In 2022, Alan received the AARP Purpose Prize. The same year, he also received the Distinguished Alumni Award from the East-West Center in Honolulu; in June 2024, during the center’s International Media Conference, he received its award for Journalists of Courage and Impact, which “recognizes the contributions of exceptional journalists from across the Asia-Pacific region.” In September 2024 Alan and three other graduates of Ridgewood (N.J.) High School were named Distinguished Alumni by the RHS Alumni Association. The honor “recognize[s] the achievements of alumni who have made significant contributions to society through their personal lives, individual passions, talents, professional accomplishments, and/or community service.” He was also named a Washingtonian of the Year in 2020 by Washingtonian Magazine.
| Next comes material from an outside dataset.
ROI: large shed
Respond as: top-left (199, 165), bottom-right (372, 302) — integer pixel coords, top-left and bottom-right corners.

Alan was a fellow with the Peter Jennings Project at the National Constitution Center in March 2008 and the Japan Society in 1998 and a student participant at the East‐West Center Communication Institute from 1976 to 1978. He has appeared on panels sponsored by the Knight Commission on the Information Needs of Communities in a Democracy, Investigative Reporters and Editors, the International Center for Journalists, the National Endowment for Democracy and the Shorenstein Center on the Press, Politics and Public Policy at Harvard University’s John F. Kennedy School of Government. A Phi Beta Kappa graduate of Wesleyan University in Middletown, Connecticut, Alan received a master’s degree in political science from the University of Hawaii
A pioneer in the field
"Teaching news literacy is not an option. It’s an essential survival skill in an information age."